1. Explicitly Defining and Enforcing Relationships

We’ve discussed relationships like One-to-Many between Customers and Orders. A foreign key is the SQL language’s way of telling the database:

Hey database, I want to enforce a 1-M relationship here. Every value in the customer_id column of the Orders table must correspond to a valid customer_id in the Customers table.

It’s not just a suggestion; it’s a constraint the database actively enforces. The database becomes relationship-aware because of the foreign key.

2. Maintaining Referential Integrity

Example:

Without a foreign key, you could accidentally delete a customer from the Customers 
table while their orders still exist in the Orders table. Suddenly, you have orders that point to 
a customer that no longer exists! A foreign key constraint prevents this data inconsistency.
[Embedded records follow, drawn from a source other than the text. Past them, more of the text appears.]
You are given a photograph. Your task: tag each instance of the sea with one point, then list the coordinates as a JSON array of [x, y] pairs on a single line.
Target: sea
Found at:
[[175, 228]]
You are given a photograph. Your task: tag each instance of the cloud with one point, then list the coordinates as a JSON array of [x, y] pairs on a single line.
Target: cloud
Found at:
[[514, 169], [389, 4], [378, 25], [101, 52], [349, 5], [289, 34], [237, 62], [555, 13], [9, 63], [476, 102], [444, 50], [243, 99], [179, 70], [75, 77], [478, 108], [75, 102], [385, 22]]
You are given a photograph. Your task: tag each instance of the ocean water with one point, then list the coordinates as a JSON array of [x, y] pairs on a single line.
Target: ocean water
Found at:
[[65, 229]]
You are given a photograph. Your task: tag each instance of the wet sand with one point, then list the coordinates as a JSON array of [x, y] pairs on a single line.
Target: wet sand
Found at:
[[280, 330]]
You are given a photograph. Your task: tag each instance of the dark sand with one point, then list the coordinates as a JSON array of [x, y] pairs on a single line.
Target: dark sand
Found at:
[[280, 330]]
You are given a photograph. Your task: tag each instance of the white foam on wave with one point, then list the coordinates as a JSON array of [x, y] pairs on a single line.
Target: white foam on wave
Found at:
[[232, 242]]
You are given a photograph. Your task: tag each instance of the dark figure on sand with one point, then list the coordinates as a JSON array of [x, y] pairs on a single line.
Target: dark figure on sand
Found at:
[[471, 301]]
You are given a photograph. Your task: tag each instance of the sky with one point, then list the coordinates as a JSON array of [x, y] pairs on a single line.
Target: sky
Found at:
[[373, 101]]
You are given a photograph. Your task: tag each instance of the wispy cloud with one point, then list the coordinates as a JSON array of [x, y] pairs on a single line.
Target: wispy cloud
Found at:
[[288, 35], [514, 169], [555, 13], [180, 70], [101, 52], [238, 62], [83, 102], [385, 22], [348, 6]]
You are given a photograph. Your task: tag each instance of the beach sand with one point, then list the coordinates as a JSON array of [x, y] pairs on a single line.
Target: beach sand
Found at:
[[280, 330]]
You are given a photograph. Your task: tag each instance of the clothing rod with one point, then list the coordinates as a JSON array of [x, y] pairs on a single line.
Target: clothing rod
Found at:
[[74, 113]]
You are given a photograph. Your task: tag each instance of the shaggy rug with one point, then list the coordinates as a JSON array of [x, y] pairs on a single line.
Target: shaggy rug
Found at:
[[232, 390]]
3. Facilitating Database Design and Understanding

In essence, foreign key constraints are not just about checking values; they are about:

  1. Defining the rules of your data relationships
  2. Actively enforcing those rules at the database level
  3. Guaranteeing data integrity and consistency within those relationships
  4. Making your database more robust, reliable, and understandable

Why NOT Foreign Keys?

While highly beneficial, there are some scenarios where you might reconsider or use Foreign Keys with caution. These are typically edge cases and often involve trade-offs.

1. Performance Overhead in Very High-Write Environments

2. Distributed Database Systems and Cross-Node Foreign Keys:

3. Legacy Systems and Data Integration with Non-Relational Data:

You can also check out some great explanations from the PlanetScale team in their article

Polymorphic Relations

Polymorphic relationships are a more advanced concept that allows a single relationship to point to different types of entities or tables. It’s about creating more flexible and adaptable relationships when you have different kinds of data that share some commonality.
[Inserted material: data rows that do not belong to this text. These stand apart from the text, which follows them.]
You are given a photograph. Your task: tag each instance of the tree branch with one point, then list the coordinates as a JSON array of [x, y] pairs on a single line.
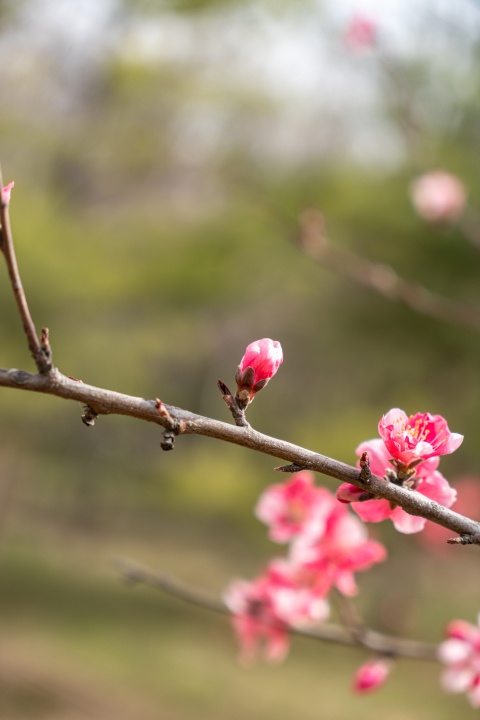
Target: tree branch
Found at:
[[42, 359], [381, 278], [329, 632], [107, 402]]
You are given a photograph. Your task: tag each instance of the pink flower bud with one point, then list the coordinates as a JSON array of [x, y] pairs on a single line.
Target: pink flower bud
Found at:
[[264, 356], [260, 363], [361, 33], [438, 197], [6, 192], [371, 676]]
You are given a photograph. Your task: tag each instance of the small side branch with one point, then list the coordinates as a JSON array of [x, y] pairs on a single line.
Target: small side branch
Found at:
[[238, 413], [39, 353], [108, 402], [329, 632], [173, 426]]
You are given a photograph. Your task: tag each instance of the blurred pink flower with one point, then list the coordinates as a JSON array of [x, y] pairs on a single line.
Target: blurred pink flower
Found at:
[[361, 33], [371, 676], [438, 196], [419, 436], [295, 506], [461, 653], [255, 620], [430, 483], [265, 357], [293, 594], [6, 192], [343, 550], [434, 537]]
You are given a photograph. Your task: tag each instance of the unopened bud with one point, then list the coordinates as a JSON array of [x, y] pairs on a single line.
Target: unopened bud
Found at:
[[260, 363]]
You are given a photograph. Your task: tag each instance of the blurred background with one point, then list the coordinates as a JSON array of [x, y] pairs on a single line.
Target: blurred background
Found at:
[[162, 153]]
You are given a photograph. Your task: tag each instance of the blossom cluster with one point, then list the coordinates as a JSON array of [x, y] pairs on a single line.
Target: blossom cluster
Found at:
[[407, 453], [327, 545], [461, 653]]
Imagine you have an activities log. An activity could be a comment a like or a share. Each of these activity types has different details. Instead of creating separate tables and relationships for each activity type and the things they relate to, you might use a polymorphic approach.
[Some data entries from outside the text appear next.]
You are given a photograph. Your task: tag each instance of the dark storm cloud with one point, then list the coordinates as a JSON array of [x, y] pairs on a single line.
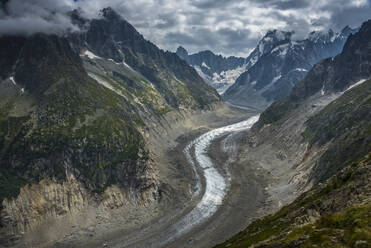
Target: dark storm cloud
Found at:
[[27, 17], [285, 4], [230, 27]]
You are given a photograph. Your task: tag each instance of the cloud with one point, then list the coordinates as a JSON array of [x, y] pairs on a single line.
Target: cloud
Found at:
[[230, 27]]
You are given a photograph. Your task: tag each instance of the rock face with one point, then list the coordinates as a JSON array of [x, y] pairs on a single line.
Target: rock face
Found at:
[[318, 138], [279, 62], [218, 71], [75, 113]]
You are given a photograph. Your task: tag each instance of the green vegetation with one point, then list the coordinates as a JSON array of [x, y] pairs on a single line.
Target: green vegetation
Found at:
[[342, 225]]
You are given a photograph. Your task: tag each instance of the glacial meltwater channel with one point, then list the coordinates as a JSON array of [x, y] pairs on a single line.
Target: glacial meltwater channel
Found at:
[[216, 185]]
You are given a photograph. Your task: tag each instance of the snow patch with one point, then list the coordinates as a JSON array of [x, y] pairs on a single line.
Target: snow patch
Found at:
[[106, 84], [205, 65], [217, 185], [356, 84]]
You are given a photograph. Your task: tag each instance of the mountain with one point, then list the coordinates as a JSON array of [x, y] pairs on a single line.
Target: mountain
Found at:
[[75, 116], [218, 71], [317, 139], [279, 63]]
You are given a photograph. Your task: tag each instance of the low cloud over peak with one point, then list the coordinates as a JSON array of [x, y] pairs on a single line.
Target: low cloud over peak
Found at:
[[230, 27]]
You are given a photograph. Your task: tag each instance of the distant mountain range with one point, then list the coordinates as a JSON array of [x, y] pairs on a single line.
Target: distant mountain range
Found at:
[[321, 130], [75, 111], [218, 71], [271, 70]]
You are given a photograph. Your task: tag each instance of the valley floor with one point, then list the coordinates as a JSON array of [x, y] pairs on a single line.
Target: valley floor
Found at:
[[246, 200]]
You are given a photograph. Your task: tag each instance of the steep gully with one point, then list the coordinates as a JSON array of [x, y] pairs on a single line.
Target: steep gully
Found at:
[[212, 187]]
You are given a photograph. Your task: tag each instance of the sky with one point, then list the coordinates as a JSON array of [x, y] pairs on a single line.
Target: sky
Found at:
[[228, 27]]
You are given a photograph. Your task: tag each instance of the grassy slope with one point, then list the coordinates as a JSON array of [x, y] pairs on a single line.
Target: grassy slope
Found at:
[[74, 122]]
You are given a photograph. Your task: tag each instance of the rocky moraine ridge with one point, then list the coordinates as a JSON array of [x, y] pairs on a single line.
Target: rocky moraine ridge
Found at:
[[317, 139]]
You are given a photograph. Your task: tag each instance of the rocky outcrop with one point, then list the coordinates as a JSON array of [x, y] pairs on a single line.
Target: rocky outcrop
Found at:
[[218, 71], [317, 141], [75, 112]]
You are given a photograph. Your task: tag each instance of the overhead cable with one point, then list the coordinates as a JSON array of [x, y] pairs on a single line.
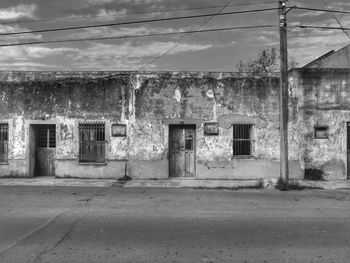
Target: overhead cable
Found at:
[[137, 22], [138, 36], [132, 13]]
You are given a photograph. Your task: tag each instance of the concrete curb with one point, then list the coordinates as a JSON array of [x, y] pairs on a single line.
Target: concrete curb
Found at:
[[174, 183]]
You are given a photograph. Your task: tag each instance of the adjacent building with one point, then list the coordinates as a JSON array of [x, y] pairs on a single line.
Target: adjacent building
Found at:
[[159, 125]]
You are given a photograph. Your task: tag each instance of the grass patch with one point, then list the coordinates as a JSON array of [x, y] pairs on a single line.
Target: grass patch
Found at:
[[312, 174], [124, 179], [292, 185]]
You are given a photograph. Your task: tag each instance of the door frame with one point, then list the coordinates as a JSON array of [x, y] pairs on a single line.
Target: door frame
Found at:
[[31, 131], [347, 150], [172, 126]]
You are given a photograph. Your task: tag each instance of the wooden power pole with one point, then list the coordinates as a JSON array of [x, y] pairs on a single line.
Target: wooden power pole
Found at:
[[284, 175]]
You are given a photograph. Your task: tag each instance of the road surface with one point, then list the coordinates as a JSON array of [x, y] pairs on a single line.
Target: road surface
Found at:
[[86, 224]]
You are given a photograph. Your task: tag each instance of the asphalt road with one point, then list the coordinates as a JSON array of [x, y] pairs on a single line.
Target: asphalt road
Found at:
[[70, 224]]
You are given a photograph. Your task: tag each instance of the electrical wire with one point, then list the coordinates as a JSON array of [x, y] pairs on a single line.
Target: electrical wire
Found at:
[[322, 10], [321, 27], [138, 36], [182, 39], [335, 17], [132, 13], [137, 22]]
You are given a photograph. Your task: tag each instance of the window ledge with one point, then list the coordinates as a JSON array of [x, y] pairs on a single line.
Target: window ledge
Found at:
[[94, 164]]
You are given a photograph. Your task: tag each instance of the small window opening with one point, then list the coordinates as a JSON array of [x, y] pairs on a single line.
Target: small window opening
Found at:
[[242, 139], [321, 132]]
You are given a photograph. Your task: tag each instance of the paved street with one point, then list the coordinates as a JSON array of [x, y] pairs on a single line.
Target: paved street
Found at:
[[113, 224]]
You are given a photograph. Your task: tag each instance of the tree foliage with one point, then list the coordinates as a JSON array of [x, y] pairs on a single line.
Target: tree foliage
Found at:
[[266, 62]]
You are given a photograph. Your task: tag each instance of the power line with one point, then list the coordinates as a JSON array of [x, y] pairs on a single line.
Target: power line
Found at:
[[322, 10], [183, 38], [137, 22], [335, 17], [321, 27], [138, 36], [133, 13]]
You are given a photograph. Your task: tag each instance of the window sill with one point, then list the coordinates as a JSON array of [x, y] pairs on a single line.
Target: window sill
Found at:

Common Scenarios & Examples

+---------------------+
| **Comments**        |
+---------------------+
| PK comment_id       |
| commentable_type    | ------>  [Polymorphic Relationship]
| commentable_id      | -------->
| user_id             |
| comment_text        |
| ...                 |
+---------------------+
          ^
          |
+---------------------+    +---------------------+    +---------------------+
| **Articles**        |    | **Products**        |    | **Videos**          |
+---------------------+    +---------------------+    +---------------------+
| PK article_id       |    | PK product_id       |    | PK video_id         |
| ...                 |    | ...                 |    | ...                 |
+---------------------+    +---------------------+    +---------------------+
+----------------------+
| **Notifications**    |
+----------------------+
| PK notification_id  |
| notifiable_type     | ------>  [Polymorphic Relationship]
| notifiable_id       | -------->
| user_id             |
| message             |
| ...                  |
+----------------------+
           ^
           |
+---------------------+    +---------------------+    +-----------------------+
| **Users**           |    | **Orders**          |    | **System Events**     |
+---------------------+    +---------------------+    +-----------------------+
| PK user_id          |    | PK order_id         |    | PK event_id           |
| ...                 |    | ...                 |    | ...                   |
+---------------------+    +---------------------+    +-----------------------+

Polymorphic relationships are more complex and are often handled at the application level or using more advanced database features (depending on the specific database system). Standard SQL doesn’t have direct, built-in support for enforcing polymorphic foreign key constraints in the same way as regular foreign keys.